The 30 minutes before church can be the most ungodly half-hour of the week. You scream at the kids because you’re running late. You tear out of the kitchen with the stove still on. You fight in the car about who left it on. You swear at the taxi while you cut him off. You screech into the church gate on two wheels. You steal a parking bay from an old lady you “didn’t see”. You get out of the car smiling through clenched teeth, King James under the arm, positively glowing with family holiness.

After the service you blister your throat to down your tea, and wheel spin to get out and get on to lunch at the mall. Sound familiar? Last Sunday, perhaps? Why is it so? Part of the answer is that for many of us church is not a way of life. It’s a two hour chore we jam in on a free Sunday when we can’t bear the guilt any longer. How do we break that cycle? How do we make church a way of life? Here are a few tips that will hopefully help to make a start.

1. Go to church.

Sorry to say it plainly, but if you want to make church a way of life, you need to go. You need to go regularly. Not only when there’s nothing else on. Not only when there isn’t a dance recital, a kids party, a mountain bike race, a training run, an extended lie-in, or emails to catch up on. As a rule of thumb (and not a formula for salvation) if you are not making three out of four Sundays, you are not regular. Church should be the rule, everything else the very rare exception. But that’s just re-stating the problem. We need get to the solution.

2. Pray before, pray after.

If you pray as a family, pray for church in the run up to Sunday. Ask God to prepare your hearts to hear Him speak, and to love and serve his people. That will signal to your family (and your own heart) a commitment to truly being there on Sunday. Praying after church can be as simple as saying grace: “Lord thank you for reminding us today that Jesus is King. And thank you for hamburgers. Amen.” If you don’t pray as a family, that’s a whole other blog.

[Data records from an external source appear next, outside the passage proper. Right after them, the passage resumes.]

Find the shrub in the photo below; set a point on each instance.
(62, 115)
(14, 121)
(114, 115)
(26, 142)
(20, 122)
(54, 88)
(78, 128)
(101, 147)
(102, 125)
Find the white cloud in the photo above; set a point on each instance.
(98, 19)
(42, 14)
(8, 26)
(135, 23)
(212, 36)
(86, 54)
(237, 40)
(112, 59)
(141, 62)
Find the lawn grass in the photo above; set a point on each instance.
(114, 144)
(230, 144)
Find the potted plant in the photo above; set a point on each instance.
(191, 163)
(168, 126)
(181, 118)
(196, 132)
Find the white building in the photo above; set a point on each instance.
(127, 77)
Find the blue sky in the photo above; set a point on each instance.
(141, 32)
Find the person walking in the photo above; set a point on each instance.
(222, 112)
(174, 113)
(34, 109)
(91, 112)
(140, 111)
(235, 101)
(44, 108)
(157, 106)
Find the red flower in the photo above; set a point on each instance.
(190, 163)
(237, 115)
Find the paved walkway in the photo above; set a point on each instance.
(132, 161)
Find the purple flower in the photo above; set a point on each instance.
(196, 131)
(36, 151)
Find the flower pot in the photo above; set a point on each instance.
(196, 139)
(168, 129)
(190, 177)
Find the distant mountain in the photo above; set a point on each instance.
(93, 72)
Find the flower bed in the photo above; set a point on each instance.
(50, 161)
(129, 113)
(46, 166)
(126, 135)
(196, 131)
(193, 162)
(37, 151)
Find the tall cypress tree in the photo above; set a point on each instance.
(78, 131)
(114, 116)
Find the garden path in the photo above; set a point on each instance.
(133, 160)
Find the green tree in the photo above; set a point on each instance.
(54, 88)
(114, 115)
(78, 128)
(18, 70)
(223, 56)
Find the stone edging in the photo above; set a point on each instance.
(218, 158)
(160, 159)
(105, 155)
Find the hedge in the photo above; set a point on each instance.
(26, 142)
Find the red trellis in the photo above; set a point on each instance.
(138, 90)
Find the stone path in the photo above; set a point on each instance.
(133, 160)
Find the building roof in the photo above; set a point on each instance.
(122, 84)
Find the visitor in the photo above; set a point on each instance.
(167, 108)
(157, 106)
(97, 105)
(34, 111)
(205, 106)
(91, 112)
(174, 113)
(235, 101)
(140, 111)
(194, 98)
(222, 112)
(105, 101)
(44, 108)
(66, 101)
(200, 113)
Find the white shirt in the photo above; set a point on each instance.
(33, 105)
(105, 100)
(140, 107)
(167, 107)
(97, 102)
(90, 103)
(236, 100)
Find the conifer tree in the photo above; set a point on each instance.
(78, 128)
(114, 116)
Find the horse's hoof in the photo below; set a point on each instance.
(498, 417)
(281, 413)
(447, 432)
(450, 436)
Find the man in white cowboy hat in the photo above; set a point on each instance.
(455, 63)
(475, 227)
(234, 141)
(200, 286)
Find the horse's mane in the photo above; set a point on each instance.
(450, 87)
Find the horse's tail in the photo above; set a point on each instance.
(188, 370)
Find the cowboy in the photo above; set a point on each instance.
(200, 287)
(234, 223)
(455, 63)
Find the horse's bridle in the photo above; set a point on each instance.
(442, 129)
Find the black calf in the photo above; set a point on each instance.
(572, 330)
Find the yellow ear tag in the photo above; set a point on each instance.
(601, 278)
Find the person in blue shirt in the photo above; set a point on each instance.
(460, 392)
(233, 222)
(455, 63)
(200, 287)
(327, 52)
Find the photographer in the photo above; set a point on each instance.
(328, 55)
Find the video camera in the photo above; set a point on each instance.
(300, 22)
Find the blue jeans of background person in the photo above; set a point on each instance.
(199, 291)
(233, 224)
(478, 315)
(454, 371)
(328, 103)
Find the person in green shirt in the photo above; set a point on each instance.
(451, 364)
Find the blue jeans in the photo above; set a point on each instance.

3. Leave early, stay late.

If the service starts at 09.30 and finishes at 10.30, then church is from 09.15 to 11.00. That communicates to your family (and your own heart) that church is not so much about the place or the programme, as about the people.

4. Bring church home.

Sunday is the gathering of God’s family under his word. That means we need to work hard every other day of the week to make sure that Sunday is not the gathering of complete strangers who would rather be mowing the lawn. We need to work at being who we are – God’s family. Invite Christians over for mid-week meals. Have smaller mid-week gatherings under God’s word (we call them Life Groups) to encourage each other as a foretaste or aftertaste of the big gathering. Do it enough and your family will develop an appetite for it. It will go a long way to making Sunday church a part of your life.

5. Understand church.

If we want to make church a part of family life, we need some good reasons. The bible is full of them. God made us social beings. He made us as individuals for community. The fullest expression of that is the family of believers gathered around his Word. We are the body and bride of Christ. We are made to love each other, serve each other, carry each other’s burdens, worship together, and grow in the knowledge and love of God together. Hopefully that sounds appealing. Hopefully it sounds like something you want to organize your life around. But if it doesn’t…

6. Desire church.

All this amounts to rules made by men, if we don’t actually want to be with God’s people, under God’s word. We need God to change us at the level of desire so that we gladly choose church over its competitors. Not because we can squeeze it in this week, not because there’s nothing else on, but because we genuinely believe there is no better use of our time. That doesn’t mean you will float to church on a spiritual cloud every Sunday. Some Sundays will still look like the opening paragraph above. But those will be fewer and further between because, by an act of God and faithful repentance on your part, church will have become your family’s way of life.